Saiba como foi o 3º dia do UFRJMUN 2017


Hoje, dia 8 de setembro, realizou-se o 3º dia do UFRJMUN 2017 na Faculdade Nacional de Direito (FND). Pela manhã, ocorreu a oficina da AFS Intercultura, uma de nossas organizações parceiras, que tratou sobre Estilos de Comunicação Intercultural.
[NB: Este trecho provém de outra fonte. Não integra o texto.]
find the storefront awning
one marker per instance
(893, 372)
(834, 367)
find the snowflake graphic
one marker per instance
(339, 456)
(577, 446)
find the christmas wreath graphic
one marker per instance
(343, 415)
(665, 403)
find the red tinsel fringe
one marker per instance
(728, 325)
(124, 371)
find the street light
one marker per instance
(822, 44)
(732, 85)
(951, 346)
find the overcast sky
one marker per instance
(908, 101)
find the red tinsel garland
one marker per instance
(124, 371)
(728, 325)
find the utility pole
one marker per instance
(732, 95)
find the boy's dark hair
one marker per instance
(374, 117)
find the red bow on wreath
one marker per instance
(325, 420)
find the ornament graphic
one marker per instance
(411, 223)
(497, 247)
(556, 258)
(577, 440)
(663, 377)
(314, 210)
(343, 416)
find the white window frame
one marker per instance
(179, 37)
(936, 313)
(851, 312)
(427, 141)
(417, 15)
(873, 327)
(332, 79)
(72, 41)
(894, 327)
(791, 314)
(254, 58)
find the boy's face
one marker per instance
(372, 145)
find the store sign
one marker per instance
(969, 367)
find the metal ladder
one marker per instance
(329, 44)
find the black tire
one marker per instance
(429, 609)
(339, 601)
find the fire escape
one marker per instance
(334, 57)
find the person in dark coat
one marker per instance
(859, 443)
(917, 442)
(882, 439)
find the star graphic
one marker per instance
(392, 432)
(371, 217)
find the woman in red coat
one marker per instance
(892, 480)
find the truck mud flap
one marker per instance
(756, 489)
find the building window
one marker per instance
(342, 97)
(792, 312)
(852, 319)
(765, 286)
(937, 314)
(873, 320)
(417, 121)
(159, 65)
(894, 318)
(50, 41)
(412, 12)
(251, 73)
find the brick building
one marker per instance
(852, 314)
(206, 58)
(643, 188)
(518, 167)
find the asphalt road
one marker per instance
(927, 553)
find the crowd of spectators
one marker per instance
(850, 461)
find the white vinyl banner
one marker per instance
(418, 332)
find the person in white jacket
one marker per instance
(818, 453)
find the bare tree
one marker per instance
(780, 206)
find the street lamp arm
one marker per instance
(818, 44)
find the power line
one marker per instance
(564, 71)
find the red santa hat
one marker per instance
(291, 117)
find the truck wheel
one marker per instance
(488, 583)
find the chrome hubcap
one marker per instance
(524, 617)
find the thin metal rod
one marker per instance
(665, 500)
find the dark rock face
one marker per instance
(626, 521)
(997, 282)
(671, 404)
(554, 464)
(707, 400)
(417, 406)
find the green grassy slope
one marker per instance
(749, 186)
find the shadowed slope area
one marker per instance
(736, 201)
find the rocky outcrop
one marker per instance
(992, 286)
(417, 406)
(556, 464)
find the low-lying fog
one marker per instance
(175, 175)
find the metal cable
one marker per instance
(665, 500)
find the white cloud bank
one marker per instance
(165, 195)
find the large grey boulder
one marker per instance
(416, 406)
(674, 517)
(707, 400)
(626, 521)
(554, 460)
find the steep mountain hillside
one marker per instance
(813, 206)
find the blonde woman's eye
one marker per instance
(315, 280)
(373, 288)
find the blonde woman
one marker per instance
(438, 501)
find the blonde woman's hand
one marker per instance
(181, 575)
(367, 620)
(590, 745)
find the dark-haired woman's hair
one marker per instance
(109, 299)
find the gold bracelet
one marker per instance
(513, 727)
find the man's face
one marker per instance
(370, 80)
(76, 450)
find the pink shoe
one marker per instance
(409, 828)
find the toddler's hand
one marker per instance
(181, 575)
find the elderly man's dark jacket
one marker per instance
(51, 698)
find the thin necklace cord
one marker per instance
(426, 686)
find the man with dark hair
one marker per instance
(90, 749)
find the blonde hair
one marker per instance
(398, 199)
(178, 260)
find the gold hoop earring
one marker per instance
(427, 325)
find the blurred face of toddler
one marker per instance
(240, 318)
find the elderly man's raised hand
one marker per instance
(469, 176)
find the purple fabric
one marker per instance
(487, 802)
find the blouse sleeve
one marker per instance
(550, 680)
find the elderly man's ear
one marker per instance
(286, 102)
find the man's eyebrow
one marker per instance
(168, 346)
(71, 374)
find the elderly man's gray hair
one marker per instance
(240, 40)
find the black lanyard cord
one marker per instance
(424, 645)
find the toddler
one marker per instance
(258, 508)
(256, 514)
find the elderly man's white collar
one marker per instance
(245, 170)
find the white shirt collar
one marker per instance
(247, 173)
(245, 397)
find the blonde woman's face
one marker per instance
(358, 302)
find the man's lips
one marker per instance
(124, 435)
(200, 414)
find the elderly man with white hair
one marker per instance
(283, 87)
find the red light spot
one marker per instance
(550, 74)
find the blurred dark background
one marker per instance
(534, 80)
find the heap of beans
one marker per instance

Durante a oficina, foram feitas dinâmicas e diálogos abordando o tema, sempre integrando os participantes. Os delegados exercitaram diferentes estilos de comunicação, verbais e não verbais, para completar a montagem de um quebra-cabeça. Dessa forma, trabalharam os pilares do UFRJMUN: empatia, respeito e tolerância, associados ao conceito de cidadão global pretendido pelo AFS. Uma das delegadas do III Comitê para Assuntos Sociais, Culturais e Humanitários (SOCHUM), Amanda Szargiki, reiterou a importância desta oficina que permite enxergar o ponto de vista do outro e agir pacificamente em um momento de crise. Apenas um dos jornais participantes do evento, o argentino Clarín, teve um representante presente. Segundo a delegada do jornal, Giulliana Moreira, participar da oficina foi muito importante, justamente porque o evento em si e todas as suas sessões e comitês estão repletos de diferentes manifestações culturais, e, como imprensa, deve-se estar atento, numa situação de observador mas, ao mesmo tempo, saber lidar com as diferentes características das pessoas, e isso foi algo que a oficina veio acrescentar.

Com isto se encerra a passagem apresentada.